A central point was the analysis of debt as an instrument of coercion: many countries in the Global South, constrained by often illegitimate debts, prioritize export crops for global markets over meeting local needs. This mechanism increases dependence, weakens small-scale farming, and disrupts social and environmental balances.
The CADTM, through the interventions of Pablo Laixhay and Solange Koné, emphasized how debt functions as a neocolonial lever serving financial interests and complicit local elites. They highlighted the importance of canceling illegitimate debts and building economic models centered on fundamental rights, particularly the right to food.
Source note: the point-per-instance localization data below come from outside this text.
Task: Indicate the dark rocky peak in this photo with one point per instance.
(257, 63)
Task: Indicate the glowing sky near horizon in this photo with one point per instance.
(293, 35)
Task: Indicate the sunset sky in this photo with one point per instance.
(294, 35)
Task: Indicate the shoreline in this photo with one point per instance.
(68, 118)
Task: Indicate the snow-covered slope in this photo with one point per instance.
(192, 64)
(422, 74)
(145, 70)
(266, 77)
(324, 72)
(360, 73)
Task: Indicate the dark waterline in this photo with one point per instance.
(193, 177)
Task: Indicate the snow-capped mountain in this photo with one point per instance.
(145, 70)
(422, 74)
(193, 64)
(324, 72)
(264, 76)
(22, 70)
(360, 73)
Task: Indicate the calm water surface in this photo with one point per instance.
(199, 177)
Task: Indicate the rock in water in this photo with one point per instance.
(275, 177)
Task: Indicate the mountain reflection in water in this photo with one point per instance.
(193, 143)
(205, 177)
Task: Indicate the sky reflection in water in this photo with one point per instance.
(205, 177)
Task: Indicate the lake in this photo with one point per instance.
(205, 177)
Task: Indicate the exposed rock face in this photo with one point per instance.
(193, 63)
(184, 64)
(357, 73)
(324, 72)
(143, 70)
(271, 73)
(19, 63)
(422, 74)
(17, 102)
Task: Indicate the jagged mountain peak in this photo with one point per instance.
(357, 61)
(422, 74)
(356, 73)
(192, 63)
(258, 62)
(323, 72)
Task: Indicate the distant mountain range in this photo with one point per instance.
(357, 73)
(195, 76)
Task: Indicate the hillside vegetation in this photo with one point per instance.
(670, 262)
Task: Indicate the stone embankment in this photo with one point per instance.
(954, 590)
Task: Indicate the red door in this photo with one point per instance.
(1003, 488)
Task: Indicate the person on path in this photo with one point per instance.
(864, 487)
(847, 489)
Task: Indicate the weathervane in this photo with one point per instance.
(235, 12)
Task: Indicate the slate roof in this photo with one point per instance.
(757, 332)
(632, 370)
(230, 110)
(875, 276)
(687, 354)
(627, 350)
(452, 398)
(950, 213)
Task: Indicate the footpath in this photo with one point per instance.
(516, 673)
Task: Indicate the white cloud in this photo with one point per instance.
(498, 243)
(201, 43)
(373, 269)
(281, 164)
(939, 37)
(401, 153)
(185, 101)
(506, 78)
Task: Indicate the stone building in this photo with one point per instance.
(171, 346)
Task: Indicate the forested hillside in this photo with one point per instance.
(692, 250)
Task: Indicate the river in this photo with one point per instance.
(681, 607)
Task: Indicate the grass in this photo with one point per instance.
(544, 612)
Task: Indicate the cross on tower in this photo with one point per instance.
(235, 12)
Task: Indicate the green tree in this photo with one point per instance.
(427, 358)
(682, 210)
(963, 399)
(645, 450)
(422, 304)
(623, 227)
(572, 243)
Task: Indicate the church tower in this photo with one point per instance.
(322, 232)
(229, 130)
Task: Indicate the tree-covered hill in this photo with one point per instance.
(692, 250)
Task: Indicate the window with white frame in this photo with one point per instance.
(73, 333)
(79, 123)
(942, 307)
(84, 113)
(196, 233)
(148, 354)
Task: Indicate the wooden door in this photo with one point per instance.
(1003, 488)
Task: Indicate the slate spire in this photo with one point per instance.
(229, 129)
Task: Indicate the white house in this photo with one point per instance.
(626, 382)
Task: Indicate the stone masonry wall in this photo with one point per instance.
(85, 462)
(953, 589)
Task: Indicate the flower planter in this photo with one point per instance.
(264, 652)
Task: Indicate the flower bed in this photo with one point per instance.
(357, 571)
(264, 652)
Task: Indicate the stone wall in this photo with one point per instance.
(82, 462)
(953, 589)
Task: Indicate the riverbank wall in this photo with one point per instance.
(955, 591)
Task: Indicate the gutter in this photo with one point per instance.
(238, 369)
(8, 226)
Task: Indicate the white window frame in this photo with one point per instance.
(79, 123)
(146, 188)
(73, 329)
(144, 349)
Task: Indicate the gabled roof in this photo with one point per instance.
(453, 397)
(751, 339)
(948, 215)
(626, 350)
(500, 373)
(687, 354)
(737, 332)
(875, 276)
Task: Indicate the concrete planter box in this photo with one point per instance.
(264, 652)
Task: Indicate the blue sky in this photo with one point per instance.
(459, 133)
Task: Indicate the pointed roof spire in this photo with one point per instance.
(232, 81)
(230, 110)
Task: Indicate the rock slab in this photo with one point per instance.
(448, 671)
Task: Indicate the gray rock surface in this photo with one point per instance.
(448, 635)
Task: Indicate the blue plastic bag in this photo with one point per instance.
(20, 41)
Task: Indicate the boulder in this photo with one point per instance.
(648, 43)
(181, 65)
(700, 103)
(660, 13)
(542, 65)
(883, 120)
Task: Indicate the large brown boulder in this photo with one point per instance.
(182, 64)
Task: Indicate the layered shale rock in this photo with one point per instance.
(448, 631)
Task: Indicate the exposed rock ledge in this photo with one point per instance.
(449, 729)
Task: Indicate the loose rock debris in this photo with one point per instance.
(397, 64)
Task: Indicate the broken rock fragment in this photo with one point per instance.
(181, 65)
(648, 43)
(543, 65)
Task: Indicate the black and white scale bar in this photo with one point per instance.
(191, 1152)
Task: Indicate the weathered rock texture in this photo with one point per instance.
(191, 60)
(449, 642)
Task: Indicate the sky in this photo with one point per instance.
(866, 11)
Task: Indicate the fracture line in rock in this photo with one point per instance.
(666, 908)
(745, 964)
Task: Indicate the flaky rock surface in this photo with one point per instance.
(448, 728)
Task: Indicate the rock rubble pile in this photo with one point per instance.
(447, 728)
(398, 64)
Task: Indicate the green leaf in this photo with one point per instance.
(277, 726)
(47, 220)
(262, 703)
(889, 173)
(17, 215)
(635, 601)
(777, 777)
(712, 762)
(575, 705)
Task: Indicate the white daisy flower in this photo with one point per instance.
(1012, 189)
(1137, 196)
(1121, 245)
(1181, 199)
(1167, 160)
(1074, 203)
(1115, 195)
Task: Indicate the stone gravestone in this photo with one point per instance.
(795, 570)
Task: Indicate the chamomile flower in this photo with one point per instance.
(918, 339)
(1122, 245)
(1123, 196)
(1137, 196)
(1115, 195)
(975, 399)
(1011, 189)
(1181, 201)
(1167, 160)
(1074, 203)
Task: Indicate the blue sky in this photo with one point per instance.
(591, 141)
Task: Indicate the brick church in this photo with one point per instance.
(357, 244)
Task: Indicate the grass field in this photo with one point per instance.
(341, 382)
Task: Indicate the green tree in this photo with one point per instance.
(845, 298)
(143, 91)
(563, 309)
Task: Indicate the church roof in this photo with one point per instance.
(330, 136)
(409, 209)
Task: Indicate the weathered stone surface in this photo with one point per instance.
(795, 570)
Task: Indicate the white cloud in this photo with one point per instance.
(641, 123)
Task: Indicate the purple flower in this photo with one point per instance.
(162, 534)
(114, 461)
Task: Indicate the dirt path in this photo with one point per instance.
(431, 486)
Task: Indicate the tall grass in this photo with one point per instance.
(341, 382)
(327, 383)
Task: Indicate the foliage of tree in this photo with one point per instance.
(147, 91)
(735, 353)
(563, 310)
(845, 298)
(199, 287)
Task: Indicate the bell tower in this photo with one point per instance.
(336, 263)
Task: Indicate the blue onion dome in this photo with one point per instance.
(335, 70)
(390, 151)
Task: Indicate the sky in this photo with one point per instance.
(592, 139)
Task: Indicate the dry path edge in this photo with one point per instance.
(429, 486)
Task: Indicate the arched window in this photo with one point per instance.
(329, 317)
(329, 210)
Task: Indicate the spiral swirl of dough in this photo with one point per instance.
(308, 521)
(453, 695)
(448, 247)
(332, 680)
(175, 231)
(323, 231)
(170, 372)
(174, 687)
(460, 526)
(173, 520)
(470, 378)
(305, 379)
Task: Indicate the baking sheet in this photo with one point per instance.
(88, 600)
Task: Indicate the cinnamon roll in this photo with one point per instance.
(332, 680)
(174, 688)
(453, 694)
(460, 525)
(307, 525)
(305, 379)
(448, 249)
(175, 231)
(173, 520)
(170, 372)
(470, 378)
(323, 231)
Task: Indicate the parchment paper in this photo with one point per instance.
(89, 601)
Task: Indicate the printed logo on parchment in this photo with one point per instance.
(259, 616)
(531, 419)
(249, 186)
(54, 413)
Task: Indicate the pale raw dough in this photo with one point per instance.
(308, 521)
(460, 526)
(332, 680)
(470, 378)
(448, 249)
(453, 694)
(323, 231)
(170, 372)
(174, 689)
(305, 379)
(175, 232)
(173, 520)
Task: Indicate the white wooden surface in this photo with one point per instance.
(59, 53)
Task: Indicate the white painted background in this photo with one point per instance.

Workshop conclusion: breaking the link between debt and export-oriented agriculture is an essential condition for reclaiming food sovereignty and ensuring social and ecological justice.
The workshop offered an analysis of current geopolitical dynamics in Central America, a strategic region due to its historical role as an interoceanic transit zone. The discussions highlighted the impact of Donald Trump’s presidency, marked by a desire to “reclaim” the Panama Canal and reinforce American control over the region.
The speakers also explored the rising influence of China, which is forging new economic and political alliances in Central America, as well as the responses of local governments, notably Panama. Alternative projects such as the “dry canals” in Honduras and Guatemala, and the controversial interoceanic canal project in Nicaragua, were discussed in relation to extractivism and sovereignty issues.
Another central topic was the Special Development and Employment Zones (ZEDEs) in Honduras—true neoliberal enclaves that privatize entire territories for investors’ benefit at the expense of local populations. The discussion also showed how Central American migrants are used as a “bargaining chip” in geopolitical negotiations, revealing the brutality of power relations between global powers.
Finally, the workshop addressed projects led by the European Union, particularly in the environmental sector, often presented as “green” but masking similar economic domination logics.
Workshop conclusion: Central America illustrates both imperialist rivalries and popular resistance.
To counter recolonization by global economic powers, the role of social movements and international solidarity networks is crucial.